Bolivië: Morales gaat over tot gedeeltelijke nationalisatie

“De Spanjaarden, Noord-Amerikanen en Europeanen hebben het tin, het zilver en de natuurlijke rijkdommen geplunderd. In 1937 was er, onder leiding van het leger, een eerste nationalisatie van de petroleum. In 1969 volgde een tweede nationalisatie onder leiding van de intellectueel Marcelo Quitogna Santa Cruz en zijn strijd gaat vandaag verder.” Dat verklaarde de Boliviaanse president Evo Morales onder meer in een toespraak op 1 mei 2006 toen hij een presidentieel decreet aankondigde waarmee de privatisering van de olie- en gasindustrie uit 1996 ongedaan wordt gemaakt.

Karl Debbaut

Morales deed een toespraak in het zuidoostelijke departement Tarija, waar zich de grootste gasvoorraad van het land bevindt. Morales was er aanwezig met een aantal ministers en vertegenwoordigers van het leger. Het leger ging over tot het bewaken van de belangrijkste installaties en raffinaderijen en gaf daarmee een sterk signaal aan de multinationals om vernielingen tegen te houden. Bovendien werd een nog sterker signaal gegeven aan de Boliviaanse heersende klasse waarin duidelijk werd gemaakt dat het leger aan de kant van de regering staat en dat ze niet moet proberen om een staatsgreep te organiseren of om separitistische tendensen te stimuleren die het land willen opdelen.

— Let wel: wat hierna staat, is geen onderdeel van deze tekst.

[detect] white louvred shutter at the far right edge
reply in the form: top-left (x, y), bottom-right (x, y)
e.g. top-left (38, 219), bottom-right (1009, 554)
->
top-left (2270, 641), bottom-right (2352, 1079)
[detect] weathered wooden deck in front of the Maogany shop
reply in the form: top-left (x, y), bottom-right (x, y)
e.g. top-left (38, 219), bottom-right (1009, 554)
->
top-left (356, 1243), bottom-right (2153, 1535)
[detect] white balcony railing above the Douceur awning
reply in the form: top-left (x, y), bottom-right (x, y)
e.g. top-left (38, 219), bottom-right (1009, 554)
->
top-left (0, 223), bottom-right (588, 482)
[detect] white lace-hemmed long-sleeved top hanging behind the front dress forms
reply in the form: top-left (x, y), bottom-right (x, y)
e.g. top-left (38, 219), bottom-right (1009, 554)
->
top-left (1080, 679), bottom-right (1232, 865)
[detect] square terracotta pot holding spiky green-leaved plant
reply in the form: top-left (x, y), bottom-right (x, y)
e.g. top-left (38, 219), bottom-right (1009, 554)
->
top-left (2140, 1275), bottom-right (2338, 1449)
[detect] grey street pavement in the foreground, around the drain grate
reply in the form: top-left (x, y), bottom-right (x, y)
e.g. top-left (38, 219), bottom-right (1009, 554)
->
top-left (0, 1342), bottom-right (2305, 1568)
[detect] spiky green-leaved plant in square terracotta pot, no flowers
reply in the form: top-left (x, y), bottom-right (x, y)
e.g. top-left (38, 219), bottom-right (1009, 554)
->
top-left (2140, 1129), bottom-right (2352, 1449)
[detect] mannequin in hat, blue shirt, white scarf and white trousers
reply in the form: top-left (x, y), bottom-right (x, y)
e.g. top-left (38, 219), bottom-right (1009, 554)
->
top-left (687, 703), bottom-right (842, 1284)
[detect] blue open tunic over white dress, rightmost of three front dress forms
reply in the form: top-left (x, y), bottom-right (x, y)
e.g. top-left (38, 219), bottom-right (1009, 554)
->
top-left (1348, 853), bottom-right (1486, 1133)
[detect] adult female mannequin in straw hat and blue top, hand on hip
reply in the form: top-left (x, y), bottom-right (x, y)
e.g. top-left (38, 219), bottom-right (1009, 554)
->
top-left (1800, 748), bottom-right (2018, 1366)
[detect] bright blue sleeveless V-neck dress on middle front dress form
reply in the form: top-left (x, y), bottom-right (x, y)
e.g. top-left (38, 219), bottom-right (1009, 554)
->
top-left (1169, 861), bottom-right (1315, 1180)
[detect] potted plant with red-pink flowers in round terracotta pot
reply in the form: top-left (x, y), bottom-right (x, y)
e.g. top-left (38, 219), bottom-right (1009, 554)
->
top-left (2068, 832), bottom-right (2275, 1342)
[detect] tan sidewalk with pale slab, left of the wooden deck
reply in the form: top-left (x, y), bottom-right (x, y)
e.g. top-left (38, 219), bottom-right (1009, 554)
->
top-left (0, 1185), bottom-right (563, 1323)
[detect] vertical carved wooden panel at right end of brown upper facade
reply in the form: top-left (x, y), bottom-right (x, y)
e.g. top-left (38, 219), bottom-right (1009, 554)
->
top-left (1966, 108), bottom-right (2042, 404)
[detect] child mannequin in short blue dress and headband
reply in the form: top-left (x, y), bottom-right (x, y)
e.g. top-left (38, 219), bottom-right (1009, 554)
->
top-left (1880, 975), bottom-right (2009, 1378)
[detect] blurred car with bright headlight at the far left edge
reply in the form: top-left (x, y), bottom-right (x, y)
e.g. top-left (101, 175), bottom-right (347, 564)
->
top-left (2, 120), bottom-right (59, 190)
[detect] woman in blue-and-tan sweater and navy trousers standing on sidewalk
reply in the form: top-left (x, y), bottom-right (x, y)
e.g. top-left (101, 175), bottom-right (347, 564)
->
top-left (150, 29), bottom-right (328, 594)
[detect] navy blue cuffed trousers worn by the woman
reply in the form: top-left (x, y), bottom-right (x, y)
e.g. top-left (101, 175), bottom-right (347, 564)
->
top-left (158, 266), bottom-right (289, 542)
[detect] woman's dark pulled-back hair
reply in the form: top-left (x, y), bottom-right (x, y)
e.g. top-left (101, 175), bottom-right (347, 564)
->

Er waren overal grote 1 mei betogingen in het land. De massa’s vierden wat ze zagen als een eerste stap naar een volledige nationalisatie van de energiesector (olie- en gasindustrie). José Lopez, een inwoner van Santa Cruz, uitte zijn tevredenheid: “Tijdens de eerste 100 dagen van zijn bewind heeft Evo niet alles gedaan wat hij beloofde. Maar dit maakt veel goed. Nu staat iedereen opnieuw achter hem.”

De reactie van het Westerse imperialisme op de “eerste nationalisaties van de 21ste eeuw”, zoals de vice-president Alvaro Garcia Linera het noemde, was er één van afkeuring en verontwaardiging. De Spaanse sociaal-democratische president Zapatero dreigde met het terugschroeven van de steun aan het land. De Braziliaanse ‘sociaal-democratische’ president Lula stelde dat de twee landen “op de meest democratisch mogelijke manier zullen onderhandelen” over de toekomstige energieprijzen, maar hij stelde tegelijk dat de nationalisatie “onvriendelijk” was. De Amerikaanse staatssecretaris Condoleezza Rice beschuldigde Morales van “demagogie”.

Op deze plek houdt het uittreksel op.